An Approach to Detect White Spots during Pre-Turning of DA718 Components

Abstract

The increasing demand for high-performance components is leading to a greater use of advanced alloys such as DA718, which is, e.g., used in engine parts due to its high-temperature strength. The strict quality requirements pose major challenges for the machining of engine components for aircrafts. Quality deviations along the value chain can lead to high costs due to rework and, in the worst case, rejections in order to prevent material failure within a safety-critical environment. These deviations include, e.g., an increased surface roughness, deviations in the shape tolerances as well as increased internal stresses or surface deformations. Material defects are an additional reason to reject the manufactured components. These are usually inspected only at the end of the value chain and—due to measurement limitations—only if they occur close to the surface of the workpiece.

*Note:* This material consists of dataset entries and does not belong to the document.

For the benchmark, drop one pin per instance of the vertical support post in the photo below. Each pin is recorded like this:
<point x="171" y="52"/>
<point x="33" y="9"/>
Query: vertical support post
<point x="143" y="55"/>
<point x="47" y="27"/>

Ultrasonic testing is used in order to detect defects near the surface of the raw part. For the evaluation of the finished part, etching and optical inspection of the surface is used. However, defects inside the components cannot be detected in this way. If material defects are located in areas subjected to intense load changes and high temperatures, the components have to be rejected since engine parts require a high level of fatigue strength. Such rejects constitute a significant economic risk, as a large part of the added value has already been completed and a significant amount of machine time has been invested. Thus, an identification of material defects in an earlier stage of the manufacturing process is required. In this paper, fundamental investigations on machining artificially generated material defects in a micro-milling process and the signal analysis during the pre-turning of turbine disks made of nickel-based materials like DA718 will be presented. Based on force measurements, characteristic signals were identified that could indicate material defects during the turning process.